Is there any way of exposing local memory to other threads inside a warp?

Hello,

I am currently designing a tree traversal on the GPU that takes inspiration from http://devblogs.nvidia.com/parallelforall/thinking-parallel-part-ii-tree-traversal-gpu/

This uses a “stack” in local memory for each node explored.

So I want to take advantage by the fact that each thread in the warp is running concurrently to do parallel work on each of the threads node.

So is there a way to expose the local memory to the other threads without putting it to shared/global memory , e.g. passing a pointer to the local memory.

I am not sure this makes sense. The “local” in “local memory” means “thread local”. This is the equivalent of TLS in host code and what is stored there is intended to be private to each thread.
Shared memory on the other hand is memory that is intended to be shared between the threads in a thread block, so why not use that?

The reason I cant use shared memory is that it is to small and moving the memory will be to slow as only one thread can move from local to shared memory.

Only one thread can move from local memory to any other destination. It is thread-local memory.

If shared memory is too small, the only other multi-thread accessible resource (of that scale) is global memory. Large data structures that are resident in local memory will have approximately the same access patterns as global memory anyway. For example, if I have:

__device__ int g_data[NUM_THREADS*4096];

__global__ void mykernel(...){

int data[4096];

int my_global_thread_idx = threadIdx.x + blockDim.x*blockIdx.x;
...

for (int i = 0; i < 4096; i++)
  g_data[(i*4096)+(my_global_thread_idx)] = data[i];

...
}

As long as all threads in a warp are running the above code, the data copy will be occurring from off-chip memory to off-chip memory (local to global) but all accesses (both read and write) will be fully coalesced. Whether or not this particular global storage pattern is convenient would depend on your code.

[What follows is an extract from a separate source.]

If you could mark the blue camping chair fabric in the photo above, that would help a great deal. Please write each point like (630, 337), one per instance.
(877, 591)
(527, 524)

The reason I cant use shared memory is that it is to small
Hmm but if the data will not fit into shared memory it probably will
not fit into the caches used for local memory either. Hence access
to local memory may be very slow.

and moving the memory will be to slow as only one thread can move from local to shared memory.
There is no need to move data from shared to local memory.
Each thread has full read/write access to shared memory.
In general, all the threads can be used. That is, more than one
thread can be used.
Bill